Короче все сочли за неудачную мою попытку искренне позаботиться о друзьях, не вдаваясь в их прошлое. Ну, на самом деле-то так и было. Что мне-то до прошлого Олега и его Наташки?

Через два дня мне предложили переселиться в общежитие при заводе. Это был страшный соблазн. До жилья три минуты ходьбы. Во время обеда кто в нем жил шли отдыхать в свои комнаты. Даже полчаса, но в своей койке стоили многого.

Придя, домой я сказал Олегу, что оставляю им свой подвал и перебираюсь жить в общагу. Что вместе со мной будет жить еще один рабочий. Они молчали, и я стал собираться. Я ничего с собой не забирал кроме любимых книг. Пока я собирал их в стопки и обвязывал, они смотрели на меня скорее возмущенно, чем удивленно. Как же так я их оставляю. Удивление их было столь велико, что даже нужных слов-то мы не нашли что друг другу сказать. Я чувствовал себя смущенно, не смог помочь на работу устроиться, а теперь вообще оставляю их одних. И если раньше они могли хоть на мою помощь рассчитывать, то теперь мы вряд ли вообще увидимся. Может только по воскресеньям, в выходной. Если захотим друг друга видеть.

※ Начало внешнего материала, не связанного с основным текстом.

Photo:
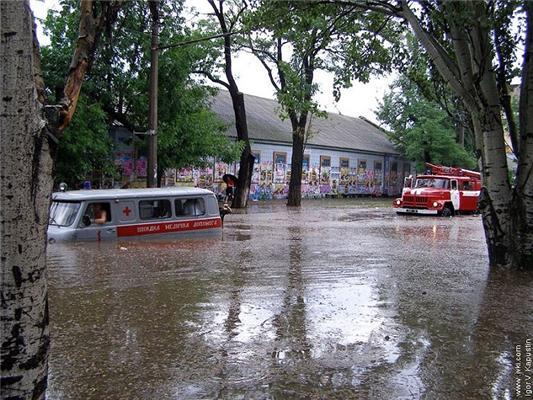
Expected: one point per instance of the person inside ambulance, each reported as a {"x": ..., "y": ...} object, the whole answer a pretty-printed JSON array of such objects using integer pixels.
[{"x": 100, "y": 213}]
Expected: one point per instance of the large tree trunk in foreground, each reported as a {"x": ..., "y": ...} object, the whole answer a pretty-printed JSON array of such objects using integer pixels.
[
  {"x": 522, "y": 203},
  {"x": 295, "y": 184},
  {"x": 26, "y": 163},
  {"x": 26, "y": 185}
]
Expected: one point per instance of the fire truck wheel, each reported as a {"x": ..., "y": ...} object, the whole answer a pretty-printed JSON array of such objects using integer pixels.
[{"x": 446, "y": 211}]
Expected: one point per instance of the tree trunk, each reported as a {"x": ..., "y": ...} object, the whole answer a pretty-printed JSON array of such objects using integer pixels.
[
  {"x": 247, "y": 159},
  {"x": 522, "y": 203},
  {"x": 152, "y": 178},
  {"x": 27, "y": 143},
  {"x": 507, "y": 216},
  {"x": 295, "y": 184},
  {"x": 26, "y": 185}
]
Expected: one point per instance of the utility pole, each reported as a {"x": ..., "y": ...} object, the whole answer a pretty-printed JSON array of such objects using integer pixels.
[{"x": 152, "y": 123}]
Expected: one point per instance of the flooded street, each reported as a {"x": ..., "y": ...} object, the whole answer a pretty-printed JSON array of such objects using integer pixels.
[{"x": 341, "y": 299}]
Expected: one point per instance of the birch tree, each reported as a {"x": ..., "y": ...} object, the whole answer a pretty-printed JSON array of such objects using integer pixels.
[
  {"x": 465, "y": 55},
  {"x": 29, "y": 132}
]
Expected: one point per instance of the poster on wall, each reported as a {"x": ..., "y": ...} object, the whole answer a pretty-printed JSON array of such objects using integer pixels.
[{"x": 184, "y": 175}]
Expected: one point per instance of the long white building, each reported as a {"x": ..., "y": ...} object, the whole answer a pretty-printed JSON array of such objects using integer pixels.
[{"x": 343, "y": 155}]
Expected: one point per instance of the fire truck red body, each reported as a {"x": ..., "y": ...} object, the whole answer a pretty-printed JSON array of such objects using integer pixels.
[{"x": 446, "y": 191}]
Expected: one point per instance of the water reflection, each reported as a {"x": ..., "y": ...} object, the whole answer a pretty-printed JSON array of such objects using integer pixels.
[{"x": 311, "y": 303}]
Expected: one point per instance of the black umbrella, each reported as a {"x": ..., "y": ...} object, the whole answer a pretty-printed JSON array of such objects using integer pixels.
[{"x": 230, "y": 178}]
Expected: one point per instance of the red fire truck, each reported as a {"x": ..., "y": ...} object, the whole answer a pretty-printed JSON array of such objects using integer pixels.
[{"x": 445, "y": 191}]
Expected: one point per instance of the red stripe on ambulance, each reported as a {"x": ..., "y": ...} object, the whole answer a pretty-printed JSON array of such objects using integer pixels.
[{"x": 166, "y": 227}]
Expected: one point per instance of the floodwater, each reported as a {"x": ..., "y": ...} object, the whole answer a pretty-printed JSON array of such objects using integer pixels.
[{"x": 341, "y": 299}]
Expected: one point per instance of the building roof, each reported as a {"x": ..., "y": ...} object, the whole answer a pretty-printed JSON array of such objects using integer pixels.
[{"x": 334, "y": 132}]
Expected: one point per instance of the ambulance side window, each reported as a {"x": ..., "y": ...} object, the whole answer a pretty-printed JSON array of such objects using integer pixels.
[
  {"x": 189, "y": 207},
  {"x": 154, "y": 209}
]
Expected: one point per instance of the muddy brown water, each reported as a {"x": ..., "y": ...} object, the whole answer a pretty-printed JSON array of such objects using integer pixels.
[{"x": 336, "y": 300}]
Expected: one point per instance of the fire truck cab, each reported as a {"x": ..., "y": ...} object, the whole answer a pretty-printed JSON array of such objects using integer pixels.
[{"x": 444, "y": 191}]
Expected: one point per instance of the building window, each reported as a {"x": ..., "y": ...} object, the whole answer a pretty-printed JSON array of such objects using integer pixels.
[
  {"x": 406, "y": 169},
  {"x": 280, "y": 158},
  {"x": 344, "y": 162},
  {"x": 154, "y": 209}
]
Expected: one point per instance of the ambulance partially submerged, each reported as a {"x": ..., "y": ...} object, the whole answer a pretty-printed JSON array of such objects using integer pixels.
[
  {"x": 110, "y": 214},
  {"x": 445, "y": 191}
]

В общежитии в большой комнате нас и, правда, жило только двое. Я и пожилой помощник мастера второго цеха. Он был одинок. Его родные так же погибли в Последнюю ночь, и ко мне он относился даже не как к младшему товарищу, а скорее как отец к сыну. В первую же ночь, когда меня доставил в общежитие из моего подвала патруль глядящих, он радостно поприветствовал меня и посадил ужинать. Вообще конечно только ради электричества, что было в общежитии, стоило бросать свой подвал уютный. Здесь не надо было думать, где купить топливо для примуса и ламп. Здесь в каждой комнате была электрическая плитка. Зимой общежитие отапливалось с котельной завода и никаких тебе печек и заморочек с углем и дровами.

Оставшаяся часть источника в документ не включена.